Every Day Is Casual Friday

The Rev. Daniel Berrigan, handcuffed, 1968

The Speaker of the House of Commons, John Bercow, broke with tradition in late June to allow Members of Parliament to skip wearing jackets and ties in the chamber. Now the Church of England’s General Synod has decided it is in keeping with the modern world for clergy to have the choice of leading worship while wearing casual clothes.

In a similar vein. the Queen wore a dress and hat rather than the traditional robes and crown while presenting the traditional monarch’s speech spelling out the government’s program for the next Parliament. And on a hot day in June, men in the membership enclosure at the Royal Ascot races were allowed to dispense with jackets.

The synod decision needs an Amending Canon, after which it will go to the Monarch for Royal Assent. Many clergy, particularly evangelicals, ignore existing canon law that says “the presiding minister shall wear either a surplice or alb with scarf or stole” at Holy Communion, baptisms, and funerals.

Two decades ago, Pete Hobson, an east London incumbent, mooted the idea of allowing clergy to dispense with robes. The move failed in what were more conservative times. Much has changed since then, and with a multiplication of service styles, informal attire for clergy often looks the part.

General Synod supported a Private Member’s Motion moved by the Rev. Chris Hobbs (London) who spent three years painstakingly gathering signatures of support and asking advice from lawyers on how to present his endeavor.

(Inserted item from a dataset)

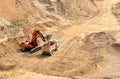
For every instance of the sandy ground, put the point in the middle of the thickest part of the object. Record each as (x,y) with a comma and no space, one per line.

Hobbs, who grew up in Sydney, said that in Australian outback worship, “to wear robes would have been seen as, er, eccentric.”

The Rev. Alistair McHaffie (Blackburn) recalled how his father seldom left the house without wearing a tie. “We’ve become far more informal in what we wear and how we address one another,” he said.

While supporting the changes, the Ven. Luke Miller, Archdeacon of London, said he “quite enjoys dressing up in different ways” and had worried about the possibility of “themed weddings” in which the officiating priest is color-coded with bridesmaids.

The Rt. Rev. Alan Smith, Bishop of St. Albans, told the synod that when traditional forms of vestment were dispensed with, the forms of dress adopted by the minister “must nevertheless be suitable for a minister of the Church of England officiating at divine service.”